Archive for Monday, May 6, 2002

Lawrence native in grim spotlight

Georgia medical examiner leads forensic investigation of notorious crematory

May 6, 2002


At age 15, Kris Sperry already knew he wanted to be a forensic pathologist and medical examiner.

But never in his darkest nightmares did the Lawrence native think his career choice would one day lead him to the grounds of a rural Georgia crematory where hundreds of bodies had been dumped or buried.

Georgia's chief medical examiner, Kris Sperry, right, a Lawrence
native, comforts Colleen Blankenship after the remains of
Blankenship's mother were identified in February at the Tri-State
Crematory in Noble, Ga.

Georgia's chief medical examiner, Kris Sperry, right, a Lawrence native, comforts Colleen Blankenship after the remains of Blankenship's mother were identified in February at the Tri-State Crematory in Noble, Ga.

"We wondered when we were going to stop finding bodies," Sperry, chief medical examiner for the state of Georgia, said in a telephone interview. "It was very odd very weird."

In February, Sperry, 47, found himself leading the forensic investigation at Tri-State Crematory outside Noble, Ga. Law enforcement officers found dozens of bodies buried on the crematory's property. Others were left in the open in a wooded area.

The crematory owner, Ray Brent Marsh, was arrested and charged with 174 counts of theft by deception.

Sperry spent much of his time from mid-February through early March at the crematory site as the Disaster Mortuary Operational Response Team worked to find and identify the corpses. By the time the team finished, 339 bodies had been found. As of early last week, 147 had been identified, Sperry said.

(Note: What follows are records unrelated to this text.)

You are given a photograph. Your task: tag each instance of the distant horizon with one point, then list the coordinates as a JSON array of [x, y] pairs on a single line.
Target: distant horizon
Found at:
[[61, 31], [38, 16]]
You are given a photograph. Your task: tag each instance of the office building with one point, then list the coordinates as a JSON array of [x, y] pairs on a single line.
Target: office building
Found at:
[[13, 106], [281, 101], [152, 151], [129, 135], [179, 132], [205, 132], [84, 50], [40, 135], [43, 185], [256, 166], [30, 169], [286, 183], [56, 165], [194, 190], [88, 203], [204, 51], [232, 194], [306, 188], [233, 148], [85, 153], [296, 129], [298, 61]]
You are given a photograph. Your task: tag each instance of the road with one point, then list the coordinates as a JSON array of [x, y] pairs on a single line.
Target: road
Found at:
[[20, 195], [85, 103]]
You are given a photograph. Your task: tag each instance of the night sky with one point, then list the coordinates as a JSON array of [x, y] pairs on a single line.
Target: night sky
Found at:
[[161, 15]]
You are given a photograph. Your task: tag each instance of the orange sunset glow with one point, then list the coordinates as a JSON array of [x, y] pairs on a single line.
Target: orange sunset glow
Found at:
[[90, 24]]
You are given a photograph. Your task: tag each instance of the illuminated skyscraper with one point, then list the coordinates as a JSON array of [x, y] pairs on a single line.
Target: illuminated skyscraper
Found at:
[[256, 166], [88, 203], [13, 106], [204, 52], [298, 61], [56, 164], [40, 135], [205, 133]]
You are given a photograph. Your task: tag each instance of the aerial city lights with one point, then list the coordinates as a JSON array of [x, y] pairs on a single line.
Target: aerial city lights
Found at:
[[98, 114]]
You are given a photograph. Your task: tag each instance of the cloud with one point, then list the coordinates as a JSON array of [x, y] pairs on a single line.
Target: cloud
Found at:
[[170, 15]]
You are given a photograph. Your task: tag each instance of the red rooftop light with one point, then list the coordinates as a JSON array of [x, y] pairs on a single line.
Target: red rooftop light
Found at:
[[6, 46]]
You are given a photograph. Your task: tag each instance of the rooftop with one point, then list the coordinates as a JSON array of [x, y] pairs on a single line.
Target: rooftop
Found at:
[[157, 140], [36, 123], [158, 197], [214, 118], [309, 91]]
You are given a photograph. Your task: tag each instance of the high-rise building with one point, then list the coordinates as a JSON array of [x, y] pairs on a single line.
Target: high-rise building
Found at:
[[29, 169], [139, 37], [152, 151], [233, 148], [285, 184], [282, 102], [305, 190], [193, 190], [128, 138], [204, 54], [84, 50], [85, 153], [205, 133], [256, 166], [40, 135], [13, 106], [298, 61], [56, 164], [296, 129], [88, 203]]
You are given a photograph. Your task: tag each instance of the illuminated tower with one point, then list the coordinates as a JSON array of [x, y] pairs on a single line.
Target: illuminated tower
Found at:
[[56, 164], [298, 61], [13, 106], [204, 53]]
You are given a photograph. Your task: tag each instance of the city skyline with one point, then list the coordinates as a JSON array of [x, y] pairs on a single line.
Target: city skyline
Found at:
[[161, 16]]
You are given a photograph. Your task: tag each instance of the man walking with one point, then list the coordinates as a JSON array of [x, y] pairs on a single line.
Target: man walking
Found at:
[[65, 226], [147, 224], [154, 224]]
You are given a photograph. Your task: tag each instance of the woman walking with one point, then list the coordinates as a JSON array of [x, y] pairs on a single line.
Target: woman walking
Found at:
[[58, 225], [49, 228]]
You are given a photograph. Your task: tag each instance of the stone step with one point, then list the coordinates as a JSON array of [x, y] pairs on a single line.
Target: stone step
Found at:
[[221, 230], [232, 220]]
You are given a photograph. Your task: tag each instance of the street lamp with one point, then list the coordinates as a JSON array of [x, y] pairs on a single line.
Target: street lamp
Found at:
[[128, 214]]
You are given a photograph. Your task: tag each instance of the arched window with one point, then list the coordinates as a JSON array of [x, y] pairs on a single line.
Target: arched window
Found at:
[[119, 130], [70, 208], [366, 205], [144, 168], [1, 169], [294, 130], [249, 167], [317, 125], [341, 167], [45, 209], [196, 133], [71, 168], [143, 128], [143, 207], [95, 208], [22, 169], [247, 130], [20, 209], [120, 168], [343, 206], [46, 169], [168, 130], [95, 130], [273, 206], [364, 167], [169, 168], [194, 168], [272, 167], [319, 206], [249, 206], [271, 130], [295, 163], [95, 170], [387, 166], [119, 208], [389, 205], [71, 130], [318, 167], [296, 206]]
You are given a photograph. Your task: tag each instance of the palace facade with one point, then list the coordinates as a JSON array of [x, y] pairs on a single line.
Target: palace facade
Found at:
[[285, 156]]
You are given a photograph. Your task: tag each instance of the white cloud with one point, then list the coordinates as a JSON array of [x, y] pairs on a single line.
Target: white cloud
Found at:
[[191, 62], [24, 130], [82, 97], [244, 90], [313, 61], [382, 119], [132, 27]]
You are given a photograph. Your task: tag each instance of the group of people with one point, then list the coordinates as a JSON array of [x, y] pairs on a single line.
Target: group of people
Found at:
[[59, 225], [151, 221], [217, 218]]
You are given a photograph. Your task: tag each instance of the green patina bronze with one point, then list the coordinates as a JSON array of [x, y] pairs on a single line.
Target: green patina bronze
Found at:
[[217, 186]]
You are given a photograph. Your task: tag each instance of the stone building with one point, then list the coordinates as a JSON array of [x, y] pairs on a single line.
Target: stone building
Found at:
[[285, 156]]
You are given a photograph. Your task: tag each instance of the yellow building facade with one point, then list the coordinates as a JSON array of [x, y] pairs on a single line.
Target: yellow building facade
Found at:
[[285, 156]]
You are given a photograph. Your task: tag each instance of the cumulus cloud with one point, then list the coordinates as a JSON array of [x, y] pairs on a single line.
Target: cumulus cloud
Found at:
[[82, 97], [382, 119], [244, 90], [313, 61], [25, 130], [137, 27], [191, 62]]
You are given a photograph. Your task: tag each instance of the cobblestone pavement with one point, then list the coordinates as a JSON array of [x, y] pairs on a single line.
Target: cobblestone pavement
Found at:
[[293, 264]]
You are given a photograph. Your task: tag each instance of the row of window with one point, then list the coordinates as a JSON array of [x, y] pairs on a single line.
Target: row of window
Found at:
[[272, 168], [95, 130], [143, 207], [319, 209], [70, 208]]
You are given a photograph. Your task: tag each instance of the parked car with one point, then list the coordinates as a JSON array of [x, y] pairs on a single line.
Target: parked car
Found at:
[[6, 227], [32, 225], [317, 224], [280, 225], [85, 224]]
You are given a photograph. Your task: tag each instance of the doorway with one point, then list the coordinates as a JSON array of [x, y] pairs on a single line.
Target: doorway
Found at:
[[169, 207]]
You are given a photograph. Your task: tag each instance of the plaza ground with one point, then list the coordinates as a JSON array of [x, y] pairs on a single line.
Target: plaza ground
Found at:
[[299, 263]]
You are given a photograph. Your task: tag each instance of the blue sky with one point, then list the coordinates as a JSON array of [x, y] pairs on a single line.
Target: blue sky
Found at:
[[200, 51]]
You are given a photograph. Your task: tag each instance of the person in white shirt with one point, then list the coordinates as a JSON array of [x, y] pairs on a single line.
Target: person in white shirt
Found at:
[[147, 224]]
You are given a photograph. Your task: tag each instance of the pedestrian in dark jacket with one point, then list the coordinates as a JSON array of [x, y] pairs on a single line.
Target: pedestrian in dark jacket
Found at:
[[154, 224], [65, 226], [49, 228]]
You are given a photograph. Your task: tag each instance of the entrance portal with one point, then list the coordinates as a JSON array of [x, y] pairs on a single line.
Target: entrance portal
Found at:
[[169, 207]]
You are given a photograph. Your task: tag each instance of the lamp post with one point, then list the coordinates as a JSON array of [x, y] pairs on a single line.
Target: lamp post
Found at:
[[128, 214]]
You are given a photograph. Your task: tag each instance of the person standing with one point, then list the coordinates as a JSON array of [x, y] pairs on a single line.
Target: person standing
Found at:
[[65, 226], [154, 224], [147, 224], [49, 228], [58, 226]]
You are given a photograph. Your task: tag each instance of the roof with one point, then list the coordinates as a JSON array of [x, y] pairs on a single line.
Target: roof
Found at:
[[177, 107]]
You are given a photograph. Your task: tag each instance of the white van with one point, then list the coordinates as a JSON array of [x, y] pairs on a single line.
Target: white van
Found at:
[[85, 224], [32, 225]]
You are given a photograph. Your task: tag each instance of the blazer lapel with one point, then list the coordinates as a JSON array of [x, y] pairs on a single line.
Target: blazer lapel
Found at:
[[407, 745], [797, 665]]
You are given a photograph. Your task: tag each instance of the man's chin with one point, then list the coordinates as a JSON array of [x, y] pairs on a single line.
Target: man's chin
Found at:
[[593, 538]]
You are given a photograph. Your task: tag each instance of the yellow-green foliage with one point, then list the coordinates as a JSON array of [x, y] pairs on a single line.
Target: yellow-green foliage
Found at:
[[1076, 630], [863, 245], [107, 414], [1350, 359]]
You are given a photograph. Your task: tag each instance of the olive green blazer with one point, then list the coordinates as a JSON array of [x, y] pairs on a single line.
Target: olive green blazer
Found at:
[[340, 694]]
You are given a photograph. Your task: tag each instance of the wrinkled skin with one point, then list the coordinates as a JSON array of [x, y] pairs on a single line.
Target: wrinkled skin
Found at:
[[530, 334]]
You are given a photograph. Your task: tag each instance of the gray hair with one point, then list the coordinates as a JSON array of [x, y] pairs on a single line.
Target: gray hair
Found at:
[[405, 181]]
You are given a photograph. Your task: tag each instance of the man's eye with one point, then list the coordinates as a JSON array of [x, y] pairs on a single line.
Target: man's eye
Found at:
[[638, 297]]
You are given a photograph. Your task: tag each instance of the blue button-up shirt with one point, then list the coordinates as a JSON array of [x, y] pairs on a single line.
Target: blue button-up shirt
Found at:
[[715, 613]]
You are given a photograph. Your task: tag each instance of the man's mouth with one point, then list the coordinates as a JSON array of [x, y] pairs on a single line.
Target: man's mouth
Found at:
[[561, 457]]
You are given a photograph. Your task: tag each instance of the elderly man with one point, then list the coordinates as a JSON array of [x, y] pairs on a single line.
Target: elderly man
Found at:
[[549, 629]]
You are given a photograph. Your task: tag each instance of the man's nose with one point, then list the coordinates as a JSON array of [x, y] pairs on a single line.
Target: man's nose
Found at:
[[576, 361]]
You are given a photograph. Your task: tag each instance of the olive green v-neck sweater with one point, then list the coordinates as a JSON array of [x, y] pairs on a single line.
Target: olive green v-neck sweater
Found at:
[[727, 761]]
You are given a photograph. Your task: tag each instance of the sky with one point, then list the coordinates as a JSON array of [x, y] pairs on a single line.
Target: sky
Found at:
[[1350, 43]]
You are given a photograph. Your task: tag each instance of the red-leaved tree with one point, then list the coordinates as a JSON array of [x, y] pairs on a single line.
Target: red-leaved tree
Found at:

The investigation will continue through the summer, Sperry predicted. Some bodies, he said, may never be identified.

While working at the crematory site, Sperry and other key law enforcement officials made it a point to meet with upset relatives of the dead who descended on the area.

"Throughout the history of mankind, society has always had some kind of structure for taking care of their dead folks," Sperry said. "We don't take our dead folks and throw them out back."

Diligent detective work

Sperry, a 1971 graduate of Lawrence High School, went on to graduate from Pittsburg State University and then earned his medical degree from the Kansas University Medical Center.

Sperry worked with the Chippewa Indians at the Red Lake Indian Reservation in Minnesota. He then moved on to New Mexico where he performed child advocacy work.

In 1990 Sperry got a job with the Fulton County, Ga., Medical Examiner's Office, and in 1997 he was named chief medical examiner for the state under the Georgia Bureau of Investigation.

In the 1980s and early 1990s then-Douglas County Coroner Dr. Carol Moddrell sometimes called on Sperry to assist her with some of the tougher cases she handled.

"He's a detective," said Moddrell, a general pathologist at Lawrence Memorial Hospital. "He's very diligent in trying to find out what caused someone to die. He's careful, and he's tireless."

The detective work is what Sperry likes about being a medical examiner.

"I like the problem-solving aspect of it," Sperry said. "There's something new and different every day."

Child abuse expert

Sperry also has been called on by the Lawrence Police Department to conduct seminars for officers. He is especially noted for his expertise in child abuse investigations, police Lt. Dan Affalter said. Sperry's last seminar for the department was in November and covered child abuse.

Affalter and Sperry were good friends in high school and still stay in touch.

"He's very frank and straightforward," Affalter said of Sperry.

Affalter and Sperry also were student assistants to their high school biology teacher, Stan Roth, now retired. Both Affalter and Roth have enjoyed watching Sperry work in the national spotlight focused on the crematory case

"He's a delightful, very intelligent man," Roth said of Sperry. "I've kept track of him every step of the way."

Sperry, his wife, Laurie, and their four children live in Stone Mountain, Ga. When he isn't studying bodies, Sperry has numerous hobbies and special interests to occupy his attention.

Some of them, such as collecting human skulls, are quite fitting for a medical examiner.

"I have one complete skeleton," Sperry said.

Though he doesn't own any personally, Sperry has a soft spot for mummies. He attended an international conference on mummies last year in Greenland.

Sperry built his own antiquarian forensic medicine library. It contains about 2,000 books, the oldest printed in 1652, he said. Add to that books about his other interests, such as photography and tattoos.

He has his own music and comic book library as well. One of his favorite musical groups is the Grateful Dead, and his comic book heroes include Spiderman and the Fantastic Four. He collects Beanie Babies and has about 400 of them.

That's not all. Sperry also has an albino bull snake and two exotic tortoises

Sperry said he has no plans to do anything different professionally.

"I'm the head of the largest state medical examiner system in the country," Sperry said. "There really is no place higher that I can go in my career."